In April, Virgin Pulse proudly welcomed Dr. Susan David to the Virgin Pulse Science Advisory Board. Susan is a member of the faculty at Harvard Medical School; an acclaimed psychologist, writer, and speaker; and a leading voice in the employee engagement space.
Her book, Emotional Agility: Get Unstuck, Embrace Change, and Thrive in Work and Life, is a #1 Wall Street Journal bestselling title, and was included in the Harvard Business Review as a “Management Idea of the Year.”
With good reason: emotional agility is an intriguing concept and has captured the imagination of leaders and employees alike. Here are three questions you need ask if you want to be up to speed on the business idea of the year:
What is emotional agility?
Outlining the concept, Susan explains: “The way we navigate our inner world – our everyday thoughts, emotions, and self-stories – is the single most important determinant of our life success.
“Emotional agility is the process that enables us to navigate life’s twists and turns with self-acceptance, clear-sightedness, and an open mind.”
Is emotional agility different from grit?
Angela Duckworth’s concept of grit – the idea that perseverance is the single most important factor in success – gained traction in 2016.
Comparisons could be drawn with emotional agility. Though just as successful an idea, it is fundamentally different.

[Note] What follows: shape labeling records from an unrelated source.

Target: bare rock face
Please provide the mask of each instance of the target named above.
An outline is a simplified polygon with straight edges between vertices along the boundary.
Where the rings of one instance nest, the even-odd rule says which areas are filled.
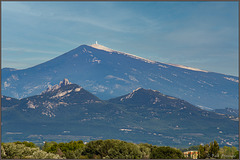
[[[69,85],[69,84],[72,84],[72,83],[69,82],[69,80],[67,78],[64,78],[63,81],[61,81],[59,83],[59,86],[63,87],[63,86]]]

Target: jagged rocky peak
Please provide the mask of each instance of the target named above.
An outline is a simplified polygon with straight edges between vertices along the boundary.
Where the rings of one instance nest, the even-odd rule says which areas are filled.
[[[59,86],[66,86],[66,85],[69,85],[69,84],[72,84],[71,82],[69,82],[69,80],[67,78],[64,78],[63,81],[61,81],[59,83]]]
[[[106,47],[106,46],[103,46],[103,45],[98,44],[97,41],[96,41],[95,44],[92,44],[92,45],[90,45],[90,46],[93,47],[93,48],[100,49],[100,50],[104,50],[104,51],[108,51],[108,52],[113,52],[113,51],[114,51],[114,50],[111,49],[111,48],[108,48],[108,47]]]
[[[69,80],[67,78],[64,78],[63,81],[60,81],[59,85],[56,84],[53,87],[52,86],[48,86],[47,90],[43,91],[41,94],[44,94],[44,93],[50,92],[50,91],[52,92],[54,90],[59,89],[60,87],[67,86],[69,84],[72,84],[72,83],[69,82]]]

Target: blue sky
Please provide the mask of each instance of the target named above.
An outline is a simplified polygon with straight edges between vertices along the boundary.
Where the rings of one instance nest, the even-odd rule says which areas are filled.
[[[2,2],[2,68],[82,44],[238,76],[238,2]]]

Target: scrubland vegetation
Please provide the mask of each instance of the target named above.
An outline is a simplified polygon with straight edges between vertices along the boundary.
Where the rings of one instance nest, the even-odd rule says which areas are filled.
[[[239,159],[236,147],[219,148],[216,141],[210,144],[176,149],[151,144],[134,144],[121,140],[95,140],[68,143],[45,142],[36,146],[32,142],[1,144],[2,159],[184,159],[183,152],[198,151],[200,159]]]

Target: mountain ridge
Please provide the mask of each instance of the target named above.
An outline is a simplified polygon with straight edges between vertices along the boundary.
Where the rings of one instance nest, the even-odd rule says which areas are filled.
[[[212,109],[237,108],[238,77],[177,66],[81,45],[28,69],[5,70],[2,72],[2,92],[24,98],[39,94],[68,77],[101,99],[144,87],[161,90],[194,105]]]
[[[4,140],[40,142],[56,140],[61,135],[64,140],[74,136],[91,137],[90,140],[100,137],[172,146],[198,145],[214,137],[221,145],[227,142],[236,145],[238,142],[236,120],[201,110],[157,90],[138,88],[116,97],[114,102],[114,99],[102,101],[84,88],[75,92],[80,86],[71,84],[67,79],[57,84],[63,85],[41,95],[21,99],[14,108],[6,106],[11,103],[3,103]],[[78,94],[80,92],[82,94]],[[54,97],[59,93],[61,96]],[[121,98],[127,96],[128,100],[132,98],[134,101],[120,103]],[[154,103],[156,97],[158,101]],[[47,138],[49,135],[52,136]]]

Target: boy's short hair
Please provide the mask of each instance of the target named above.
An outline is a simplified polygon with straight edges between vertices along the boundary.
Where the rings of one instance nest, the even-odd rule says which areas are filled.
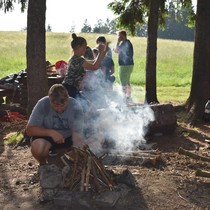
[[[104,36],[98,36],[97,39],[96,39],[96,43],[98,44],[99,42],[102,42],[102,43],[106,43],[106,38]]]
[[[68,92],[62,84],[54,84],[48,92],[48,96],[52,103],[63,104],[68,98]]]

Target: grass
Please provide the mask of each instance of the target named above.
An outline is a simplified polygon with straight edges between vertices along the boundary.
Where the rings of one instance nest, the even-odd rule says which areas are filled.
[[[79,34],[95,47],[99,34]],[[116,43],[116,35],[105,35],[111,41],[110,47]],[[26,32],[0,32],[0,78],[17,73],[26,68]],[[144,101],[145,65],[147,39],[128,37],[134,46],[134,71],[131,76],[132,96],[135,100]],[[51,63],[68,60],[72,51],[70,33],[46,33],[46,57]],[[157,96],[163,102],[184,103],[190,92],[193,62],[193,42],[162,40],[157,42]],[[117,55],[113,53],[115,62],[116,83],[118,80]]]

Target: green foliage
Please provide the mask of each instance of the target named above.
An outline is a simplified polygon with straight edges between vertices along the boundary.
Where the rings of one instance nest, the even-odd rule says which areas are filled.
[[[90,47],[96,46],[96,37],[104,35],[115,47],[117,36],[112,34],[80,33]],[[0,32],[0,78],[26,68],[26,33]],[[147,39],[128,37],[134,46],[134,70],[131,76],[134,99],[144,101],[145,66]],[[67,61],[72,55],[70,33],[46,33],[46,58],[52,64],[58,60]],[[157,95],[160,102],[185,102],[189,96],[193,42],[158,39],[157,42]],[[116,83],[118,79],[117,54],[113,52]]]

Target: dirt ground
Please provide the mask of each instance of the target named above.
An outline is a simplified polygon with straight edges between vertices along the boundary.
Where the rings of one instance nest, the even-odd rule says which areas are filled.
[[[53,202],[40,202],[40,186],[36,179],[38,166],[30,148],[4,146],[5,135],[15,128],[3,128],[5,124],[1,123],[0,209],[54,209]],[[178,122],[175,133],[152,136],[150,139],[150,142],[157,143],[161,152],[158,164],[110,166],[115,172],[129,169],[136,180],[136,187],[112,209],[210,209],[210,179],[196,176],[197,170],[210,172],[210,163],[178,152],[182,147],[202,156],[210,156],[209,144],[205,141],[210,139],[209,131],[210,124],[204,122],[195,127]]]

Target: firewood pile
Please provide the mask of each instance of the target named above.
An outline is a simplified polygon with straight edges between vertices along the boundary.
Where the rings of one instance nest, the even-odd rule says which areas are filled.
[[[73,148],[61,157],[68,171],[63,180],[70,191],[102,192],[113,190],[115,183],[102,164],[103,157],[86,148]]]

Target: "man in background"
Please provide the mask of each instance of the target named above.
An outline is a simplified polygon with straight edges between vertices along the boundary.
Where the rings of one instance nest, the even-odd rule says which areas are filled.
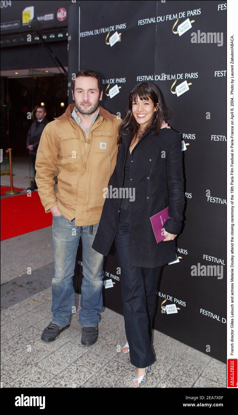
[[[32,124],[27,134],[27,147],[29,150],[29,157],[32,161],[34,171],[34,180],[30,187],[27,188],[27,190],[32,191],[37,188],[35,177],[36,169],[35,164],[36,157],[36,151],[40,142],[40,139],[42,132],[49,121],[46,118],[46,112],[44,107],[39,105],[36,108],[36,117],[37,120]]]

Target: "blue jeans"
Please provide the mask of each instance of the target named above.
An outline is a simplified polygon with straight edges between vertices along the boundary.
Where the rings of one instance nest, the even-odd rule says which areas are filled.
[[[81,309],[79,312],[81,327],[93,327],[99,321],[102,310],[104,256],[92,248],[98,224],[93,225],[92,234],[89,226],[76,226],[75,219],[68,220],[62,215],[52,216],[53,247],[54,274],[52,281],[52,322],[62,327],[70,323],[75,312],[75,292],[73,286],[75,261],[79,239],[83,244],[83,275]]]

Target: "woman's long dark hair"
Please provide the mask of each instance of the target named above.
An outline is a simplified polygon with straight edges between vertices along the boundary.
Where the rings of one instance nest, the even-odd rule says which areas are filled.
[[[140,99],[144,100],[148,100],[148,98],[150,98],[154,107],[156,106],[156,104],[159,104],[158,108],[157,110],[155,111],[151,122],[143,131],[143,134],[154,124],[157,127],[153,130],[152,134],[158,134],[160,129],[163,120],[168,120],[171,117],[171,112],[165,105],[162,94],[155,85],[149,82],[142,82],[141,83],[138,84],[138,85],[136,85],[130,93],[127,109],[123,117],[122,121],[119,126],[118,129],[119,136],[117,138],[118,145],[122,141],[120,133],[122,130],[128,129],[128,135],[132,134],[133,134],[133,137],[135,134],[137,135],[139,132],[139,124],[136,121],[132,112],[132,103],[134,101],[136,100],[137,96],[139,97]]]

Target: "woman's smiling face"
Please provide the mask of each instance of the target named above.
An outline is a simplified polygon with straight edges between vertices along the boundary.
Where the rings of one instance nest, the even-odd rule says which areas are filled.
[[[132,112],[136,121],[140,125],[141,130],[144,129],[150,122],[157,110],[151,98],[148,97],[146,100],[141,100],[138,95],[136,100],[132,101]]]

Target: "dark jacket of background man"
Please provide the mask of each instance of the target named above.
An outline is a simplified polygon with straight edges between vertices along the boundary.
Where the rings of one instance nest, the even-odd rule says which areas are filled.
[[[45,117],[42,121],[40,122],[37,120],[34,121],[32,124],[27,138],[27,147],[30,144],[32,145],[33,147],[33,151],[29,150],[29,154],[36,156],[41,136],[46,125],[49,122],[46,117]]]

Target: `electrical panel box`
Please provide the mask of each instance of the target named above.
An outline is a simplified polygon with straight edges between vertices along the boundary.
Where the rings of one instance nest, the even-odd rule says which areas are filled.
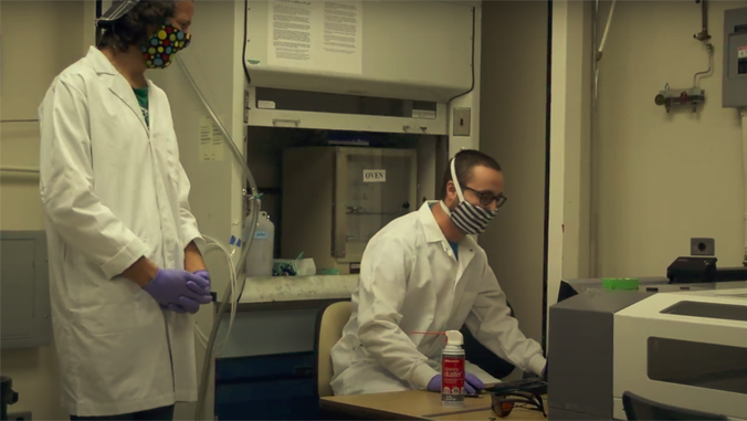
[[[0,232],[2,349],[50,344],[52,315],[44,231]]]
[[[747,107],[747,8],[724,11],[723,106]]]

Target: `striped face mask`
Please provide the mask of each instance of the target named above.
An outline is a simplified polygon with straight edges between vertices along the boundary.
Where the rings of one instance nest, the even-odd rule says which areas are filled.
[[[451,160],[451,178],[454,181],[454,187],[456,188],[456,196],[459,197],[459,204],[454,211],[449,210],[446,204],[441,201],[441,208],[446,212],[451,221],[454,222],[454,225],[459,228],[463,233],[476,235],[485,232],[487,223],[498,213],[498,210],[487,210],[485,208],[474,206],[466,200],[464,200],[464,194],[462,193],[462,188],[459,185],[456,179],[456,170],[454,170],[454,160]]]

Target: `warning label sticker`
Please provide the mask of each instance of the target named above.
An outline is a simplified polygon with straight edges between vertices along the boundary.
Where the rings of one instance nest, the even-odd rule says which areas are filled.
[[[747,59],[747,45],[737,46],[737,57]]]

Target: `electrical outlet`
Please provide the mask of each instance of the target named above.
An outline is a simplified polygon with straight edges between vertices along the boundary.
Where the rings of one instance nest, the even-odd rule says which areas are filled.
[[[714,239],[690,239],[690,254],[694,256],[715,256],[716,240]]]
[[[31,421],[31,411],[9,413],[8,420],[9,421]]]
[[[470,136],[471,108],[454,108],[454,136]]]

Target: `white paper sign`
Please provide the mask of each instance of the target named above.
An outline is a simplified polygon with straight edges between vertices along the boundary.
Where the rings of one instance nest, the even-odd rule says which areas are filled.
[[[364,182],[387,182],[386,169],[365,169]]]
[[[200,117],[200,160],[223,160],[223,134],[210,116]]]
[[[273,0],[267,63],[337,73],[362,73],[361,0]]]

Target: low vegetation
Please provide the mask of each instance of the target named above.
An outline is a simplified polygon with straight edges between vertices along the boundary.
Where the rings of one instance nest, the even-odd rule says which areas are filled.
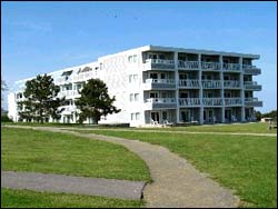
[[[231,131],[231,128],[226,130]],[[245,129],[247,132],[255,130],[255,127],[250,131],[248,127]],[[163,146],[188,159],[197,169],[209,173],[222,186],[236,190],[242,202],[247,202],[242,203],[242,207],[277,207],[276,137],[120,130],[81,132],[137,139]],[[241,132],[240,129],[239,132]]]
[[[150,181],[148,167],[126,148],[64,133],[1,128],[1,169]]]
[[[142,200],[1,189],[1,208],[140,208]]]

“Hard work is important,” Susan confirms. “But what I’ve learned in my years as an executive coach and psychologist at Harvard Medical School, and a researcher on emotions and thriving, is that this is hardly the end of the story.
“Answering question like, ‘In sticking with this plan, what opportunities that I might find exciting interesting or important, am I passing up? Am I okay missing out on those?’ requires emotional agility. This means we can re-evaluate our goals and expectations in light of new information.”
How can I become emotionally agile?
The starting point is tapping into our emotions, according to Susan. “Notice when you’ve been hooked by your thoughts and feelings, she says. “There are certain telltale signs. One is that your thinking becomes rigid and repetitive.
“One strategy that may help you consider your situation more objectively is the simple act of labeling. This allows you to see thoughts and feelings for what they are: transient sources of data that may or may not prove helpful.”